In terms of input, both SPIDER3-single and our model are based upon amino acid sequences only. The LSTM-BRNN structure of SPIDER3-single is similar to SPIDER3, but the accuracy is significantly lower. The authors contribute the accuracy of 72.5% to using the whole protein sequence as input and capturing long-range interactions between residues. LocalNet, having a much simpler structure than LSTM-BRNN, achieved better accuracy, and the sliding window strategy may account for the enhanced accuracy. By using a short window of amino acid sequence instead of the entire protein sequence as input, we are able to generate a much larger number of samples to train LocalNet. Sufficient sample size is particularly crucial for deep learning models to extract the functional relationship between variables.
For each feature and each dataset, the best three scores are marked in bold. Models which implement RNN or LSTM algorithms are marked italic. Empty cells represent predictions that were not reported.
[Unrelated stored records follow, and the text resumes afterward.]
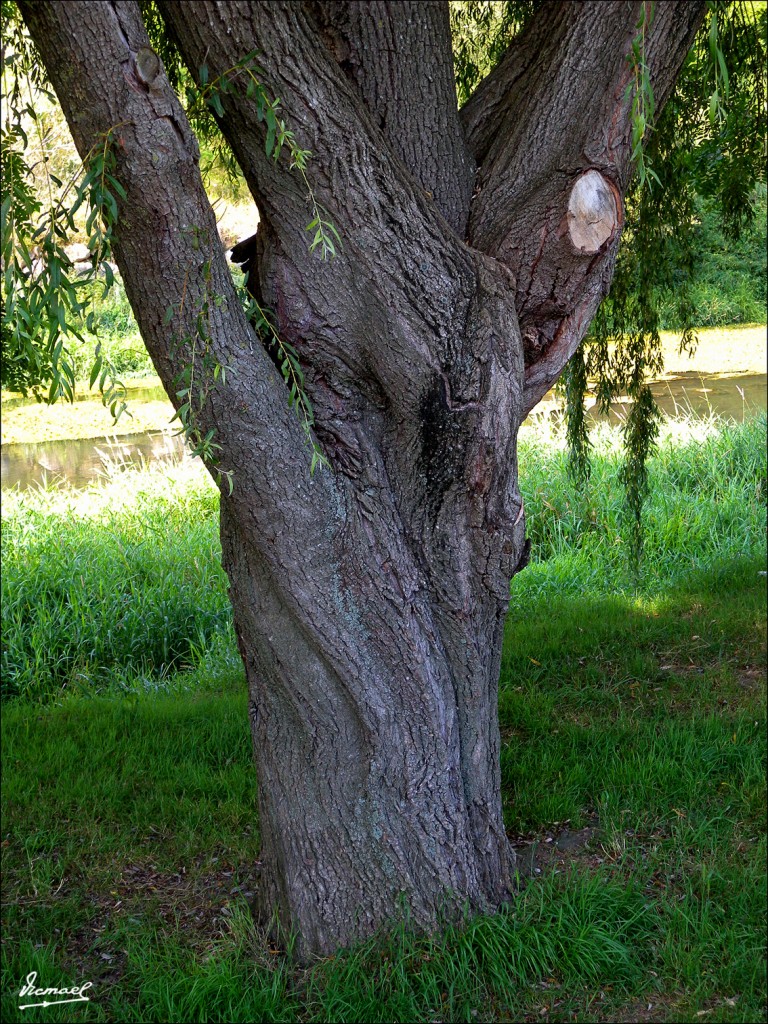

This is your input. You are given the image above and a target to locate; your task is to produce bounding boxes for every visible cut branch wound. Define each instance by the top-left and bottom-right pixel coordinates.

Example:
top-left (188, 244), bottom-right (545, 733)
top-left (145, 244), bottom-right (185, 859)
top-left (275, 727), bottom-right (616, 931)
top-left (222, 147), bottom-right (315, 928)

top-left (568, 170), bottom-right (618, 253)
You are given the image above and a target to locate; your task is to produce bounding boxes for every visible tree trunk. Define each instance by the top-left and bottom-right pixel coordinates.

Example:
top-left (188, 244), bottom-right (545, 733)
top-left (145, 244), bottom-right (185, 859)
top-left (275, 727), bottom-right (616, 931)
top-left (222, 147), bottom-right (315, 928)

top-left (20, 0), bottom-right (702, 953)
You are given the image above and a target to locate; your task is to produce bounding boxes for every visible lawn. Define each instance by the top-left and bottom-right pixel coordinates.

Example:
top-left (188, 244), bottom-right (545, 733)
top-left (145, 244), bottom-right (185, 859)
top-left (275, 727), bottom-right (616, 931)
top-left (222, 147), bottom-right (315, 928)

top-left (2, 417), bottom-right (768, 1022)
The Q3 accuracy is taken from the papers. [22, 34–36]
Table 2
Comparison of PSSP models of Q3 accuracy on CASP11-13.
Method/Algorithm | CASP11 | CASP12 | CASP13 | year |
PSIPRED[18] | 80.7% | 79.2% | 80.7% | 1999 |
JPRED4[34] | 80.4% | 78.5% | -- | 2015 |
DCRNN[35] | 85.3% | -- | -- | 2016 |
SPIDER3[19] | 81.5% | 79.8% | 81.7% | 2017 |
MUFOLD-SS[20] | 85.2% | 83.4% | 79.6% | 2018 |
CRRNN[36] | 84.2% | 82.6% | -- | 2018 |
Porter5[21] | | -- | 82.9% | 2018 |
RaptorX[37] | 81.0% | 78.6% | 81.1% | 2018 |
DeepCNF[23] | 84.7% | 82.1% | 80.2% | 2019 |
Ensemble of Contextnet[24] | -- | 82.7% | 84.9% | 2019 |
NetSurfP-2.0 (hhblits)[38] | -- | 82.4% | -- | 2019 |
DeepProf[39] | -- | 76.4% | -- | 2019 |
Bi-LSTM ensemble[40] | 84.3% | -- | -- | 2019 |
DNSS2[41] | -- | -- | 82.2% | 2019 |
2DCNN-BLAST[26] | 81.5% | -- | -- | 2020 |
LocalNet | 85.0% | 80.5% | 85.0% | 2020 |
Time performance
The processing of a single protein took on average 0.027 s (0.003 s-1.2 s) on NetSurfP-2.0 [37]. For DeepSeqVec [36], the average running time for a single protein was 0.08 with a minimum of 0.006 for the batch containing the shortest sequences (67 residues on average) and a maximum of 14.5 s (9860 residues on average). The only processing LocalNet needs is to break protein sequences into continuous fragments, and it took less than a mini second even for proteins of 9860 residues.